As PTs, we work daily with patients experiencing chronic pain. Some of them are also, or at one time have been, dependent on opioids. Less often (unless we are given the opportunity), these patients are also homeless. Or, as in Tim’s situation, they may be living at a mission and participating in a program to regain life in all its aspects. The medical system has not been kind or generous to many like Tim, and physical therapy is usually an afterthought and almost impossible to access.
While working as a police officer (a job he loved) and a husband with a family, Tim began experiencing chronic migraines and sought help from his primary care physician. Two years of taking opioids later he still had no relief. Another practitioner diagnosed bulging discs and treated him with again, no relief. Still another performed his first cervical fusion, sent him to PT and a pain clinic and life got better…for a brief time. Less than a year later at a follow-up visit the same practitioner diagnosed a ruptured disc and fused C4-5 and a C5-6 in a second surgery, with more PT... and more drugs.
His opioid use turned to dependency. When that was no longer enough, alcohol became part of the equation. Chronic pain and severe depression were a way of life for Tim.
As is often the case with that combination, Tim lost his job, his marriage, his family, and his hope. “It wiped out everything I had.” At times he could deal with the pain, but for the past 19 years he has lived in a cycle of getting clean…pain becomes unbearable…self-medication…despair. Or as Tim would say, “You can’t take Lortabs and a fifth of bourbon and function. No one can live like this.”
Earlier this year Tim became a resident of Brother Bryan mission in Birmingham, AL (www.bbmission.com). Tim has thrived in this faith-based, gospel-centered, long-term residential program except for one thing -- coping with his physical pain. Pain was always the precipitating factor in breaking the cycle in the past and in Tim’s case, the pain also generated a fear of movement and exercise. We know as PTs if we can get someone moving, we can begin to help them return to function.

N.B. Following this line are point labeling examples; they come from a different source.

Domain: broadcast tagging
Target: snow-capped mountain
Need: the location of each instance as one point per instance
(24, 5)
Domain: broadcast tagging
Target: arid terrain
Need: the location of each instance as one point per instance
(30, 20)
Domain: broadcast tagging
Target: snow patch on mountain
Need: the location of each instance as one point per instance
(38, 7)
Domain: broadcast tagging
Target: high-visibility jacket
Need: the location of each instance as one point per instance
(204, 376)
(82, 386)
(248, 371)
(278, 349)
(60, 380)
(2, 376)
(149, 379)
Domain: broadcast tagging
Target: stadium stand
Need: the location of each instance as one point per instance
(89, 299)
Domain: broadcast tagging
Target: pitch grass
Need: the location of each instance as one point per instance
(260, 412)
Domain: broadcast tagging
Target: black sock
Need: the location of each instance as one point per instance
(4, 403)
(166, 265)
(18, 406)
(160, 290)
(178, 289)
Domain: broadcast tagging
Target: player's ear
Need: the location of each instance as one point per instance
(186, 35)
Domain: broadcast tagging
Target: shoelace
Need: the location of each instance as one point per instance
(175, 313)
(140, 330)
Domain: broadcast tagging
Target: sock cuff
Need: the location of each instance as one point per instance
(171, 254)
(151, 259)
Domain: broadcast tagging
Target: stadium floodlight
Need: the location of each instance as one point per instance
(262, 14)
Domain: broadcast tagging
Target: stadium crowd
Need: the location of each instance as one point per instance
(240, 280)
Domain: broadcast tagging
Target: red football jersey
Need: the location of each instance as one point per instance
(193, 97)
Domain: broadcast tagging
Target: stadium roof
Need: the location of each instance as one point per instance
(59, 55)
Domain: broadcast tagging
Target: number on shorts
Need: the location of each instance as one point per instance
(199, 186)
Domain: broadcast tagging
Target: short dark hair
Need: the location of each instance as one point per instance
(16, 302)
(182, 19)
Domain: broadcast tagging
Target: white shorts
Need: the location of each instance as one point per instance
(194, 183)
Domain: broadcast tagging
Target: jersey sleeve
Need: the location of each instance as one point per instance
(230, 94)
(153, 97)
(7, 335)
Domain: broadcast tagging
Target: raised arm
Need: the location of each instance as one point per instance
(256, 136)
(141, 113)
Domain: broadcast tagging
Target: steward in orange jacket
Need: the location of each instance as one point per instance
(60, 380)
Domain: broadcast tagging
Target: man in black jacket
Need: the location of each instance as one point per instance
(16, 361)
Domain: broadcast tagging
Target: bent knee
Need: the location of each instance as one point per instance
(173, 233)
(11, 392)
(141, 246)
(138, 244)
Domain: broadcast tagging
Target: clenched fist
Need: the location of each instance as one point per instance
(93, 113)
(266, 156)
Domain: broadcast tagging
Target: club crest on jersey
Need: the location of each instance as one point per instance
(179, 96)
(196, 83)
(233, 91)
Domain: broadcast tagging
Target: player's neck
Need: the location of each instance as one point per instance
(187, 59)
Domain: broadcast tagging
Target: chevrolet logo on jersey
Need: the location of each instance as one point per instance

I began treating Tim once a week at the mission starting in June. We set up a table in the shelter’s clothing room which Tim manages.
My plan for Tim has been:
1. Control his pain
2. Improve mobility
3. Initiate strengthening of his neck muscles
4. Begin higher level shoulder strengthening and function
Tim has hardware in his neck and mobility will always be somewhat limited – and, at this point he may never be completely pain-free. As a result, he has muscle tightness at the base of his skull that likely contributes to his chronic headaches. My goal was focused on improving the mobility where his head and neck meet, getting his joints moving and addressing the musculature and neck pain.
Dry needling with electrical stimulation was introduced at his first visit. “I had no idea what dry needling was,” said Tim, “but after the first time, I felt amazing.” Tim experienced a decrease in pain and increase in motion on day one. I see Tim once a week and have continued dry needling in conjunction with soft tissue work on his neck. I am also using CBD cream and providing a lot of education. We have progressed to allow for strengthening activities, which are helping him see that a high level of function is still possible.

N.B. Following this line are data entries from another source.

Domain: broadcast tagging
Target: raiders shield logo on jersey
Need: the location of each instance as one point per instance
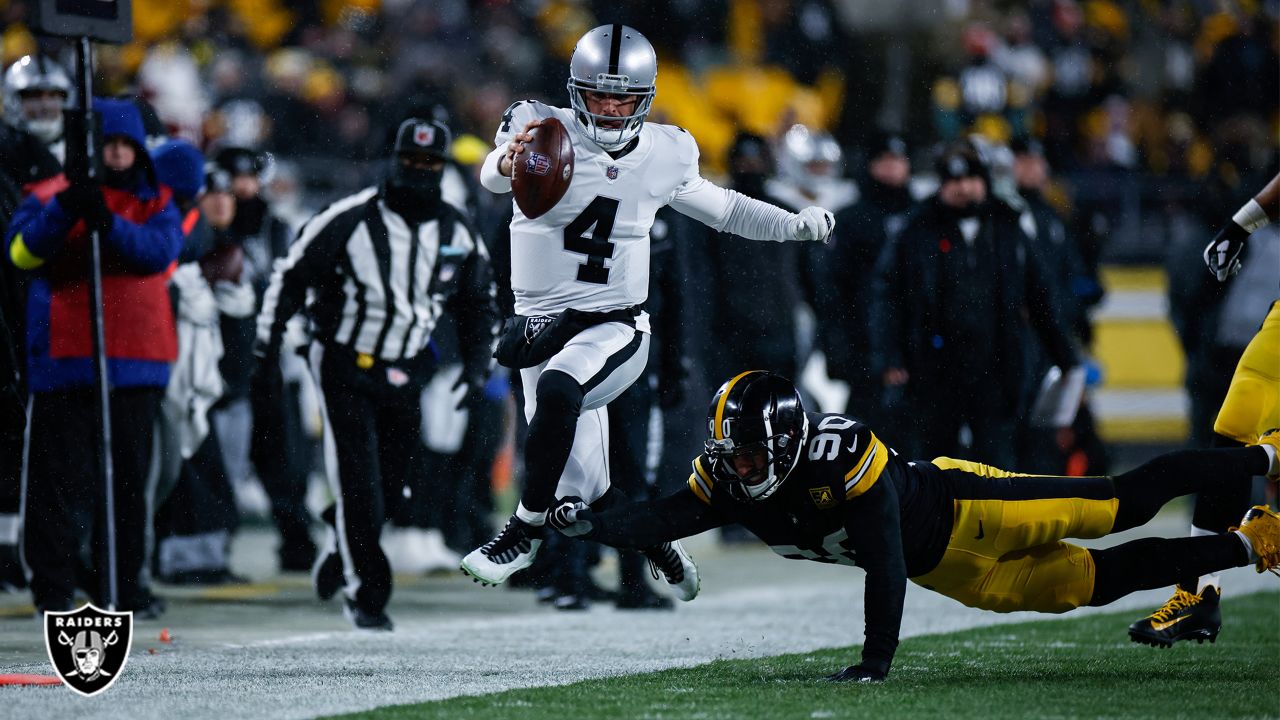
(535, 324)
(88, 647)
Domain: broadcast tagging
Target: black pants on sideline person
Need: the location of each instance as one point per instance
(65, 500)
(282, 455)
(373, 442)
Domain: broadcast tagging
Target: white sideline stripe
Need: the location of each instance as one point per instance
(1111, 402)
(1132, 305)
(289, 639)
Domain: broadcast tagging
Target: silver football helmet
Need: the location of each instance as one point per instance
(618, 60)
(810, 158)
(32, 73)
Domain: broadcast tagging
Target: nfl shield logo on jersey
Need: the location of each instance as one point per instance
(88, 647)
(538, 164)
(424, 135)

Pain relief, even if short term, afforded someone who is fighting hard against a return of opioid and alcohol addiction, some hope. That hope and drug-free pain relief led to an increase of movement and function – which then led to Tim being able to do things he never thought he could again.
At a recent visit Tim said he was really sore. Wondering if he was hurting, I asked why. But Tim was “proud” of his soreness. He had been helping a church move locations, a type of physical work he had not done in years. A decrease in his pain has given him a vision of what his future can be. Having a purpose in life is often the best medicine, especially for those in recovery – and the restoration of movement and decrease of pain through physical therapy can do just that – reclaim a purpose of mind, body and soul.